Город был небольшой, весь пропыленный, с прямыми улицами, мостовые – утрамбованные, тротуары дощатые, дома деревянные. Имелось также нечто вроде сквера из берез и лиственниц, где каждый вечер собирались семьи местных чиновников и купцов. Несмотря на летнюю пору, – только-только заканчивался август, – к исходу дня становилось так холодно, что люди, выходившие прогуляться, надевали шубы. Кое-кто из представителей иркутской знати попытался пригласить Софи на обед или ужин, надеясь удовлетворить любопытство, узнав более или менее свежие санкт-петербургские сплетни, но она слишком дорожила своим покоем и отклоняла любые приглашения. Зато очень охотно беседовала с сотрапезниками в столовой у Проспера Рабудена.

С тех пор, как хозяин постоялого двора рассказал ей подробности об обитателях Иркутска, у нее не было лучшего развлечения, чем отгадывать, кто из них родился в Сибири, а кто находится под надзором – на поселении.

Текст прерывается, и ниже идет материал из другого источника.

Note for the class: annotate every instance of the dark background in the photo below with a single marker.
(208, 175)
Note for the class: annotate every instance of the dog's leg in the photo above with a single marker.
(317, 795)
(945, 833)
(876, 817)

В большинстве случаев разница бросалась в глаза: речь сибиряков была простонародной, грубой, осанка и взгляд выдавали уверенность в себе, манерами они походили на сельских жителей; приезжие, наоборот, отличались изысканностью обращения при безусловной сдержанности, даже застенчивости, и казалось, что живут они в неизбывной печали… Многие из ссыльных, отбыв срок, начинали работать в здешней администрации и служили на совесть, другие становились земледельцами, сборщиками налогов, купцами второй гильдии. Но все-таки Проспер Рабуден был прав: в этих людях уцелела в лучшем случае половина, а чаще не более трети от тех, какими они были прежде. И если сравнивать с судном, то можно было сказать, что видимое в них ничего не стоило по сравнению с тем, что оставалось ниже ватерлинии. Софи познакомилась тут с одним напомаженным семидесятилетним мужчиной, которого отправил на каторгу еще Потемкин – за то, что Екатерина Великая удостоила его, тогда совсем юнца, своими милостями. Лучшим своим другом старик считал бывшего польского графа, теперь работавшего на таможне: его сослала сама эта императрица за участие в мятеже Кожушко 1794 года.

Среди постояльцев Рабудена оказались еще бывший профессор Московского университета, навлекший на себя гнев Павла I тем, что вносил в лекции по астрономии философский аспект; грузинский князь, изобличенный в предательстве; разжалованный молодой офицер Семеновского полка, восстание которого было так жестоко подавлено Александром I в 1820 году; еще один живой и деятельный старик, содержавший банное заведение, по фамилии Ридингер – эльзасец по происхождению, приговоренный Елизаветой Петровной к каторжным работам за убийство своего полковника, принятого им за врага во время битвы при Кунерсдорфе в 1759 году. Софи слушала его историю и не могла поверить своим ушам.